«La pensée pense ce qui la dépasse infiniment»




2010-10-26

balade à vélo.


J'ai toujours tes cheveux,
enroulés autour de mes chevilles.
J'ai toujours ton regard, bleu,
au creux du mien. Fermé.
Ce que racontaient tes yeux,
je n'ai jamais su le déceler.
Adieu.
Ou encore... … … Ils vacillent.

Un couloir de feuilles d'automne, de jaune et de rouge. Tapisserie en forme de lentes traînées de peinture qui bordent ma route. De jaune et de rouge. J'avance. Voudrais ne jamais m'arrêter. À chaque coin de rue, une force m'oblige à freiner, et je ralentis, doucement, je ralentis, jusqu'à l'immobilité de mes pieds nus sur l'asphalte. Le jaune et le rouge prennent forme, réintègrent l'espace du monde réel dissipé par le mouvement, la vitesse, qui transforme les choses en traces. À chaque arrêt, tout redevient abrupt, solide, aiguisé. Les formes sont dures et je préfère leur liquéfaction momentanée lorsque je roule.


Je roule, vite, plus vite, et chaque intersection m'oblige à arrêter. À perdre de vue ma course, infinie, ma course, impossible, vers la fin de ce tunnel de jaune et de rouge. Mes freins ne fonctionnent pas bien. Je dois utiliser la force de mes pieds, pour ralentir mon élan. Mon élan est ce qui me permet de transgresser chaque moment, de l'outrepasser avant même qu'il ne se produise. Mes roues sont telles des propulseurs d'espoir, qui avancent, même sans moi, qui persistent, résistent à la froideur des routes. Me portent. Je les laisse me porter. Mes jambes, musclées, mes jambes, de plus en plus adaptées à ma course, fendent l'air de leur danse infernale en cercle autour des pédales. Mes mains, gelées, enserrent chaque poignée, les tiennent pour s'accrocher au décor. La route. Toute parsemée de jaune et de rouge. Les couleurs s'allongent sur mon passage, m'enveloppent dans leur tunnel illégal de beauté. De lumière.

J'ai toujours tes cheveux autour de mon poignet. Mon gage d'absence.

L'icône de mon ridicule.

Mon ridicule qui roule sur les rives d'une route sans raison ni relâche.

Mon ridicule qui résonne dans les rues, ravaudant au détour d'un rêve.

Qu'on me pardonne la folie du ridicule.

Mon ridicule qui déambule, circule, recule, bascule, stimule, accule AU MUR.
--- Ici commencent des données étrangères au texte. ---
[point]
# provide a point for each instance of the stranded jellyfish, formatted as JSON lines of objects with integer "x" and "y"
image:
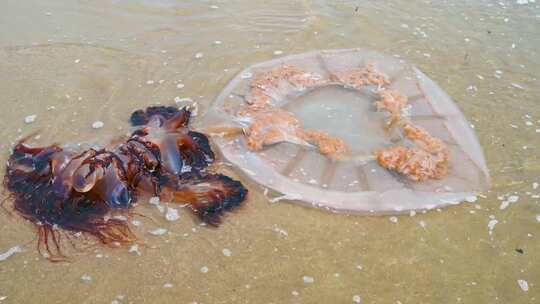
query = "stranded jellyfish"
{"x": 348, "y": 130}
{"x": 61, "y": 189}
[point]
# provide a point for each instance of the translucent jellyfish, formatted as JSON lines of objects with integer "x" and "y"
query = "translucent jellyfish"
{"x": 348, "y": 130}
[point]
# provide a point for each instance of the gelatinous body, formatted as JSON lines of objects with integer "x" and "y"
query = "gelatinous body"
{"x": 352, "y": 130}
{"x": 61, "y": 189}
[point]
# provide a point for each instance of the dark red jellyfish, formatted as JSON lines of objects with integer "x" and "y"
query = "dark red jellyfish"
{"x": 59, "y": 189}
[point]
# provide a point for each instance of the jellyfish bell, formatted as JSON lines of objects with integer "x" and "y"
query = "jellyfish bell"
{"x": 348, "y": 130}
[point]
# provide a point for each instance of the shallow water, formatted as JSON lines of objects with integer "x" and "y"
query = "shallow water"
{"x": 74, "y": 63}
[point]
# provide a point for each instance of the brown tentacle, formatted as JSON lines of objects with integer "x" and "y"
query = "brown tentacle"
{"x": 210, "y": 196}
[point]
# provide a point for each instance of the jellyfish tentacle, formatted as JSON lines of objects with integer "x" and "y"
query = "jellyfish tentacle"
{"x": 210, "y": 196}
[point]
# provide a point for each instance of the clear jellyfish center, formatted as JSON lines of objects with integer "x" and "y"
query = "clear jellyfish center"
{"x": 343, "y": 113}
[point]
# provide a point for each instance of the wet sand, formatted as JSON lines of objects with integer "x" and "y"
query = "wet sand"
{"x": 74, "y": 63}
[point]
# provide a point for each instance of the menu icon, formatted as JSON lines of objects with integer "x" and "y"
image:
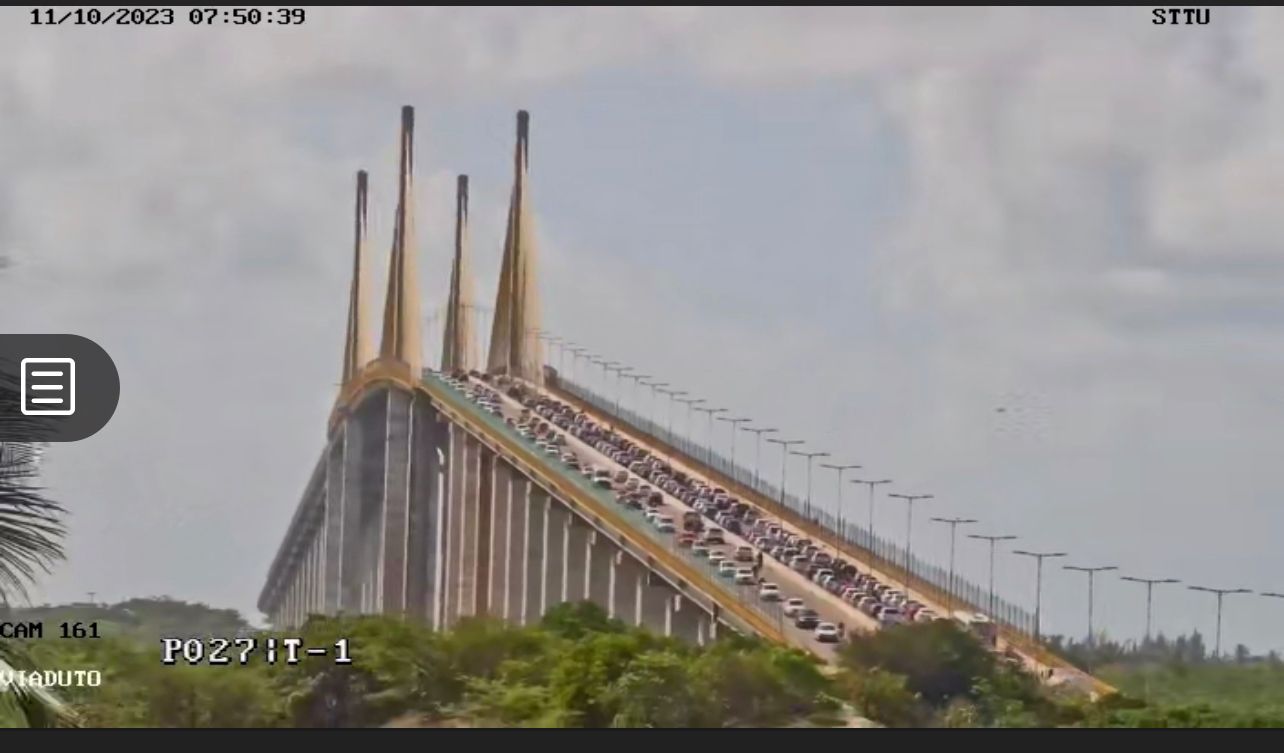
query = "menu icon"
{"x": 48, "y": 387}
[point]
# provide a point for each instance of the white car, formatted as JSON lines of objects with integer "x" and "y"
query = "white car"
{"x": 891, "y": 616}
{"x": 827, "y": 632}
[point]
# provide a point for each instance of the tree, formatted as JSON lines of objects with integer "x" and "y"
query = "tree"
{"x": 31, "y": 533}
{"x": 939, "y": 661}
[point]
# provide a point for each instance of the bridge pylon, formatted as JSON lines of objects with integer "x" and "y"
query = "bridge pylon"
{"x": 356, "y": 346}
{"x": 515, "y": 346}
{"x": 459, "y": 351}
{"x": 401, "y": 347}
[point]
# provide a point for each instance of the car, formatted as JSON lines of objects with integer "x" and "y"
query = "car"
{"x": 806, "y": 618}
{"x": 891, "y": 616}
{"x": 827, "y": 632}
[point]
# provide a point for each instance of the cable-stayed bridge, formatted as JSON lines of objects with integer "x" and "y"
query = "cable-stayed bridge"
{"x": 430, "y": 497}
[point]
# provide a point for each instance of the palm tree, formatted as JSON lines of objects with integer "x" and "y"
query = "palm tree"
{"x": 31, "y": 533}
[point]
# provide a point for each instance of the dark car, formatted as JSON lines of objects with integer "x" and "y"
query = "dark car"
{"x": 806, "y": 620}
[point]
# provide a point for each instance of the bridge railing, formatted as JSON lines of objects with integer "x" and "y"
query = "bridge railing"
{"x": 727, "y": 589}
{"x": 882, "y": 553}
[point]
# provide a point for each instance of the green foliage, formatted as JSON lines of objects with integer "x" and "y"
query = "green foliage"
{"x": 577, "y": 668}
{"x": 886, "y": 698}
{"x": 1242, "y": 693}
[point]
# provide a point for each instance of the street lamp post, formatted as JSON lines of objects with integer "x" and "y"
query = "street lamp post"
{"x": 810, "y": 456}
{"x": 637, "y": 379}
{"x": 674, "y": 395}
{"x": 1039, "y": 557}
{"x": 1220, "y": 594}
{"x": 758, "y": 447}
{"x": 991, "y": 540}
{"x": 1149, "y": 591}
{"x": 953, "y": 523}
{"x": 655, "y": 387}
{"x": 577, "y": 354}
{"x": 785, "y": 452}
{"x": 691, "y": 402}
{"x": 620, "y": 373}
{"x": 1092, "y": 575}
{"x": 869, "y": 530}
{"x": 709, "y": 449}
{"x": 841, "y": 469}
{"x": 735, "y": 424}
{"x": 909, "y": 527}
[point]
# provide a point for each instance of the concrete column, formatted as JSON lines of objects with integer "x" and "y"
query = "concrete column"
{"x": 533, "y": 576}
{"x": 424, "y": 539}
{"x": 656, "y": 604}
{"x": 453, "y": 526}
{"x": 470, "y": 487}
{"x": 394, "y": 536}
{"x": 577, "y": 560}
{"x": 598, "y": 564}
{"x": 555, "y": 555}
{"x": 498, "y": 566}
{"x": 485, "y": 526}
{"x": 334, "y": 519}
{"x": 515, "y": 548}
{"x": 629, "y": 581}
{"x": 686, "y": 620}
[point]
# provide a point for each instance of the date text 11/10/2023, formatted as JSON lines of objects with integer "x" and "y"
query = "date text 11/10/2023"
{"x": 247, "y": 650}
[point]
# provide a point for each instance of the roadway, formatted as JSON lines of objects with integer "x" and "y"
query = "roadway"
{"x": 817, "y": 594}
{"x": 791, "y": 584}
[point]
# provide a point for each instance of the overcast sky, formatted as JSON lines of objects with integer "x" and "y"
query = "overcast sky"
{"x": 871, "y": 228}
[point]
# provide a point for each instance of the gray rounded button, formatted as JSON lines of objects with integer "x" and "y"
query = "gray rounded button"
{"x": 54, "y": 387}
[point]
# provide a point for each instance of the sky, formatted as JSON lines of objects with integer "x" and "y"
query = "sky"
{"x": 871, "y": 228}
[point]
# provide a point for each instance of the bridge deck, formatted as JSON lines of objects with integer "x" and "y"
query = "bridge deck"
{"x": 598, "y": 508}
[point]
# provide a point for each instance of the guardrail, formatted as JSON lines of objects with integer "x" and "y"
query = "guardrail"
{"x": 741, "y": 602}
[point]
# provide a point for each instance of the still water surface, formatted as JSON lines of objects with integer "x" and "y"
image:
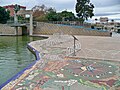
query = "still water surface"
{"x": 14, "y": 55}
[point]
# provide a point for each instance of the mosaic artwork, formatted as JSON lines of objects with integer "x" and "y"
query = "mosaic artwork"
{"x": 71, "y": 75}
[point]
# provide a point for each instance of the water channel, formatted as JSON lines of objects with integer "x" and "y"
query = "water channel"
{"x": 14, "y": 55}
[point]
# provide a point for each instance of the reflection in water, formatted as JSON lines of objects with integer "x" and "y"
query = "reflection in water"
{"x": 14, "y": 55}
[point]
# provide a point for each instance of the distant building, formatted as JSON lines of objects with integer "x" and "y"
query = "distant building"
{"x": 11, "y": 9}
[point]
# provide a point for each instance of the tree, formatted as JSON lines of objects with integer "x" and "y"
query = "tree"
{"x": 42, "y": 13}
{"x": 67, "y": 15}
{"x": 84, "y": 9}
{"x": 4, "y": 15}
{"x": 53, "y": 16}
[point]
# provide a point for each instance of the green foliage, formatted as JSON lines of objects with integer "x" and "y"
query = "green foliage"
{"x": 84, "y": 9}
{"x": 4, "y": 15}
{"x": 67, "y": 15}
{"x": 53, "y": 16}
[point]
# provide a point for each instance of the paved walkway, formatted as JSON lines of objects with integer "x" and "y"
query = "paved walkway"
{"x": 95, "y": 66}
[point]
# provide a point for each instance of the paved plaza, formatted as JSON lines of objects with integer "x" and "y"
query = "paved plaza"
{"x": 95, "y": 65}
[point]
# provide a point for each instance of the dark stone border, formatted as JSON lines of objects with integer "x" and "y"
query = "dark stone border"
{"x": 36, "y": 53}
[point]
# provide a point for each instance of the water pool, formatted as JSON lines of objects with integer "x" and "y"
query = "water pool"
{"x": 14, "y": 55}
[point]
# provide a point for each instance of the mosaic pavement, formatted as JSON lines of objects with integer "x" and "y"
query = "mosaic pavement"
{"x": 75, "y": 74}
{"x": 57, "y": 71}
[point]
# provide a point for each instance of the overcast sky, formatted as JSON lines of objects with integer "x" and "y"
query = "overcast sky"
{"x": 108, "y": 8}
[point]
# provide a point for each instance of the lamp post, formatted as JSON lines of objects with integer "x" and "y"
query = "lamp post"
{"x": 16, "y": 9}
{"x": 74, "y": 47}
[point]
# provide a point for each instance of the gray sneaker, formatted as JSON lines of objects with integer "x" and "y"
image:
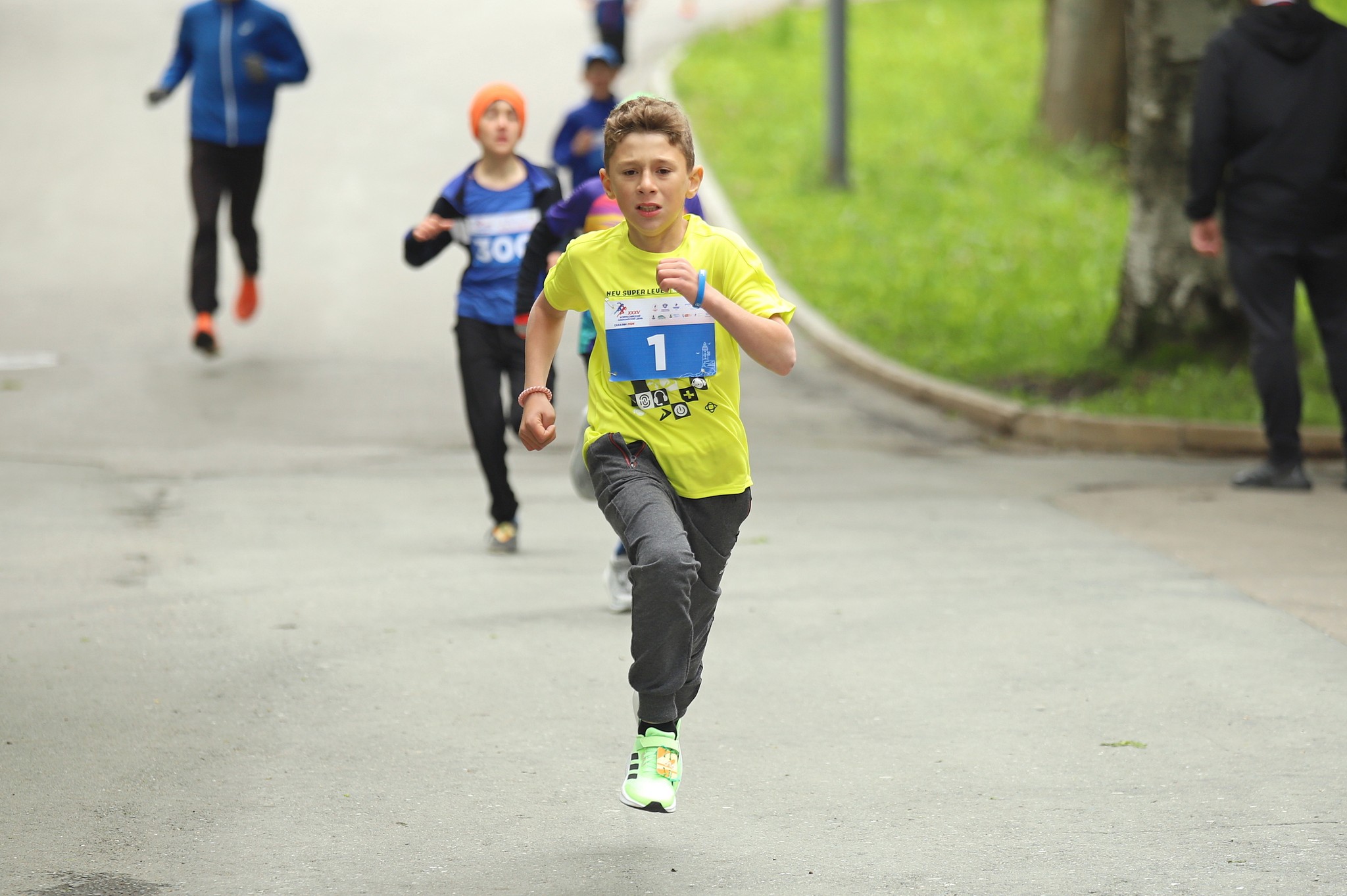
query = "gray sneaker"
{"x": 1269, "y": 475}
{"x": 619, "y": 577}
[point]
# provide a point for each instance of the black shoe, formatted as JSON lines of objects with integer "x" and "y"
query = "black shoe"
{"x": 1269, "y": 475}
{"x": 204, "y": 338}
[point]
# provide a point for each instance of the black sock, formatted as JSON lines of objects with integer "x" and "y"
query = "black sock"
{"x": 666, "y": 727}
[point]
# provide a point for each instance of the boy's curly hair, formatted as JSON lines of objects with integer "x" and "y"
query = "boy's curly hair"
{"x": 650, "y": 114}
Et si mes pieds ne répondaient plus aux stimuli extérieurs? Si la prochaine intersection me laissait sans freins ou dans l'incapacité de? L'incapacité de freiner. Le désir d'avancer à toute allure, sans penser, le désir d'oublier avant même de réfléchir, avant même de vivre l'instant. L'instant dans lequel tout s'effondre sans même prendre le temps de se taire. De respirer. À quoi bon arrêter devant les sémaphores qui scintillent de jaune, puis de rouge, si le décor semble se volatiliser à mon passage? À quoi bon cesser ma course triomphante si le paysage s'étiole et tend à disparaître, les couleurs s'entremêlant, devenant de plus en plus diaphanes? À quoi bon arrêter si je suis déjà au-delà de ce mur, hors ces trois dimensions qui moulent mon corps en un bloc constitué de surfaces apparemment existantes et palpables?

Je n'ai pas su arrêter.

Ou n'ai pas pu.


J'ai déchiré la toile d'un bruit fracassant de roue rouillée et de roulade ratée sur le rebord de la route. La tapisserie s'est brisée devant moi, laissant voir ses entrailles blanches (l'envers d'un décor est toujours blanc) et me permettant d'entrer où je n'existais plus. D'entrer dans une autre dimension, inaccessible à l'humain, où les limites du réel se confondent dans l'espace et le temps. Seuls les fous peuvent y résider un moment, avant d'assister, à rebours, à leur perte matérielle. Le passage dans l'autre dimension n'est pas sans douleur.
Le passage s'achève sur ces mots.